Physiopathologie
L'hyperuricémie (uricémie > 360 μmol/L) entraîne une précipitation des cristaux d'urate monosodique dans les articulations les plus froides (extrémités). La MTP1 est touchée en priorité car c'est l'articulation la plus exposée aux microtraumatismes et la plus froide du corps. Les cristaux déclenchent une réaction inflammatoire aiguë explosive (activation du complexe NLRP3, relargage d'IL-1β).
Crise aiguë goutteuse
Douleur explosive, souvent nocturne, avec rougeur, chaleur, tuméfaction maximale de la MTP1. La douleur est si intense que le contact du drap est insupportable (allodynie). La crise dure 5 à 10 jours sans traitement, 24-48h avec colchicine ou AINS adaptés.
Prise en charge podologique en crise aiguë
En phase aiguë, aucune manipulation ni pression n'est tolérée. Le podologue conseille : déchaussage total en phase aiguë, chaussures extra-larges à velcro en phase de sortie de crise, pas de semelle rigide lors de la crise. La mise en place de semelles se fait en intercrise, avec décharge de la MTP1 (évidement ou barre métatarsale), coussin de soulagement de l'hallux.

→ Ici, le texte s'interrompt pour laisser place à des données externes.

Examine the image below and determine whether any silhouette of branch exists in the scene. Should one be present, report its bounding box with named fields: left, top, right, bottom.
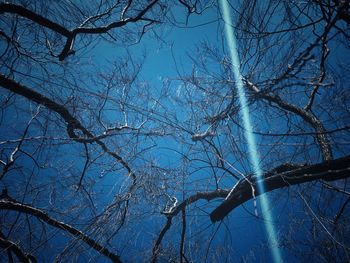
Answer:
left=210, top=155, right=350, bottom=222
left=0, top=199, right=121, bottom=262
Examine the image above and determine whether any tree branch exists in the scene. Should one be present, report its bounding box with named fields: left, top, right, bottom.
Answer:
left=0, top=73, right=136, bottom=181
left=210, top=155, right=350, bottom=222
left=0, top=199, right=121, bottom=262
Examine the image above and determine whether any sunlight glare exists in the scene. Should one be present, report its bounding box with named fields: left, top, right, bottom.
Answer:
left=220, top=0, right=283, bottom=263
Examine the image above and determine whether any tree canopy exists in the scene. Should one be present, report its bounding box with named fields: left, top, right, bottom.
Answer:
left=0, top=0, right=350, bottom=263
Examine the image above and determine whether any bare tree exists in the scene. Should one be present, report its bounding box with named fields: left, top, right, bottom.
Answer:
left=0, top=0, right=350, bottom=262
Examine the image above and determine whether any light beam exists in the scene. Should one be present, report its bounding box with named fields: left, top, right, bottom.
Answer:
left=220, top=0, right=283, bottom=263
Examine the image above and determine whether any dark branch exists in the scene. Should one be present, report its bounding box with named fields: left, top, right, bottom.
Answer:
left=0, top=200, right=121, bottom=262
left=210, top=155, right=350, bottom=222
left=0, top=74, right=136, bottom=181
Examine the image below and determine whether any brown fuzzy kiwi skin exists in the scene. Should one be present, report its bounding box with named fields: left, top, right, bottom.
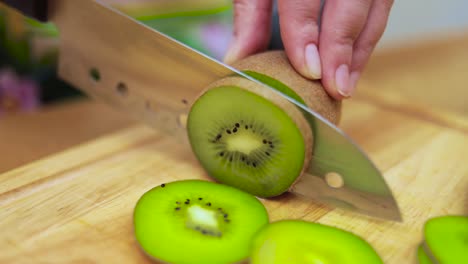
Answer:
left=232, top=50, right=341, bottom=125
left=188, top=51, right=341, bottom=196
left=195, top=76, right=314, bottom=195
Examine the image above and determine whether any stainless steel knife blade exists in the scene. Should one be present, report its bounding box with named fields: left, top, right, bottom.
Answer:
left=49, top=0, right=401, bottom=220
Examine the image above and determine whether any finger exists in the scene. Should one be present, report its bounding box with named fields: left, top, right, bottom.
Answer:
left=320, top=0, right=372, bottom=99
left=224, top=0, right=272, bottom=63
left=350, top=0, right=393, bottom=87
left=278, top=0, right=322, bottom=79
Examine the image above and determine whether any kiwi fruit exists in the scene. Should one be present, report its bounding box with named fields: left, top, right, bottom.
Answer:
left=133, top=180, right=269, bottom=264
left=250, top=220, right=383, bottom=264
left=418, top=215, right=468, bottom=264
left=187, top=51, right=341, bottom=197
left=417, top=245, right=433, bottom=264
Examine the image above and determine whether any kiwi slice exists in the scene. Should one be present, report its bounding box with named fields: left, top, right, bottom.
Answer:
left=250, top=220, right=383, bottom=264
left=417, top=245, right=433, bottom=264
left=418, top=215, right=468, bottom=264
left=134, top=180, right=268, bottom=264
left=187, top=51, right=341, bottom=197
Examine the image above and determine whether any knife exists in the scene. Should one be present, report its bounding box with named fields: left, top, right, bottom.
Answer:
left=3, top=0, right=401, bottom=221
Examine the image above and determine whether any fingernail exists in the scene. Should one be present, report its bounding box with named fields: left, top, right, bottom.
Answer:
left=335, top=64, right=352, bottom=97
left=305, top=44, right=322, bottom=79
left=223, top=43, right=239, bottom=64
left=349, top=71, right=361, bottom=92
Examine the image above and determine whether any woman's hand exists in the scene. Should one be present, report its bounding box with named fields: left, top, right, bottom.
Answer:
left=225, top=0, right=393, bottom=99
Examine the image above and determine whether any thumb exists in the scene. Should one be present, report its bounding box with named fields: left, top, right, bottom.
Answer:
left=224, top=0, right=272, bottom=64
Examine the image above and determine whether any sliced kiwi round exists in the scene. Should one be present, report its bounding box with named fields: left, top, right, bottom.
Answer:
left=187, top=51, right=341, bottom=197
left=250, top=220, right=383, bottom=264
left=420, top=215, right=468, bottom=264
left=417, top=245, right=433, bottom=264
left=134, top=180, right=268, bottom=264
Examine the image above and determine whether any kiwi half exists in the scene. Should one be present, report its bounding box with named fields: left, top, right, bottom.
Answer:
left=134, top=180, right=268, bottom=264
left=418, top=215, right=468, bottom=264
left=187, top=51, right=341, bottom=197
left=250, top=220, right=383, bottom=264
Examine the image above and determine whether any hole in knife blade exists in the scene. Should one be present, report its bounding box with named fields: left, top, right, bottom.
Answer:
left=89, top=68, right=101, bottom=82
left=325, top=172, right=344, bottom=188
left=116, top=82, right=128, bottom=96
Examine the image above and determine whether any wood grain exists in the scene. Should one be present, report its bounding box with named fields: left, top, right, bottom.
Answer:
left=0, top=96, right=468, bottom=263
left=0, top=100, right=135, bottom=173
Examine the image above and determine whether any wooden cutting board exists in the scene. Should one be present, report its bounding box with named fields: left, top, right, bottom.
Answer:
left=0, top=93, right=468, bottom=263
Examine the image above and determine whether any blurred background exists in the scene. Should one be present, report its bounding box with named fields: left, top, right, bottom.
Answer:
left=0, top=0, right=468, bottom=116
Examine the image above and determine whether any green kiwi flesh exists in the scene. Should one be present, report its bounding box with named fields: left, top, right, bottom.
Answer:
left=417, top=245, right=433, bottom=264
left=250, top=220, right=383, bottom=264
left=134, top=180, right=269, bottom=264
left=187, top=85, right=306, bottom=197
left=422, top=215, right=468, bottom=264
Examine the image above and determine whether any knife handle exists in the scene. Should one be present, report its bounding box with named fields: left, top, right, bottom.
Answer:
left=0, top=0, right=48, bottom=22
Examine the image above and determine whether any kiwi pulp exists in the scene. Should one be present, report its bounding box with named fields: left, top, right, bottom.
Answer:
left=134, top=180, right=268, bottom=264
left=187, top=52, right=341, bottom=197
left=418, top=215, right=468, bottom=264
left=250, top=220, right=383, bottom=264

Prise en charge en intercrise — prévention des récidives
Régime pauvre en purines (abats, alcool surtout bière, fructose industriel, viandes rouges). Allopurinol ou fébuxostat pour réduire l'uricémie (objectif < 300 μmol/L). Semelles de décharge de la MTP1 pour limiter les microtraumatismes. Chaussures adaptées à toute déformation articulaire résiduelle (tophus, arthrose).
Goutte chronique et tophacée
Après des années d'hyperuricémie mal contrôlée, des tophus (dépôts sous-cutanés d'urate) se forment, notamment autour de la MTP1, au talon d'Achille et aux oreilles. Ils peuvent ulcérer. Les semelles sur mesure s'adaptent aux déformations induites par les tophus.
La goutte touche-t-elle seulement les hommes ?
Non, mais elle est 4 fois plus fréquente chez l'homme jusqu'à la ménopause (les œstrogènes favorisent l'excrétion de l'acide urique). Après la ménopause, la fréquence s'égalise.
Les semelles empêchent-elles les crises de goutte ?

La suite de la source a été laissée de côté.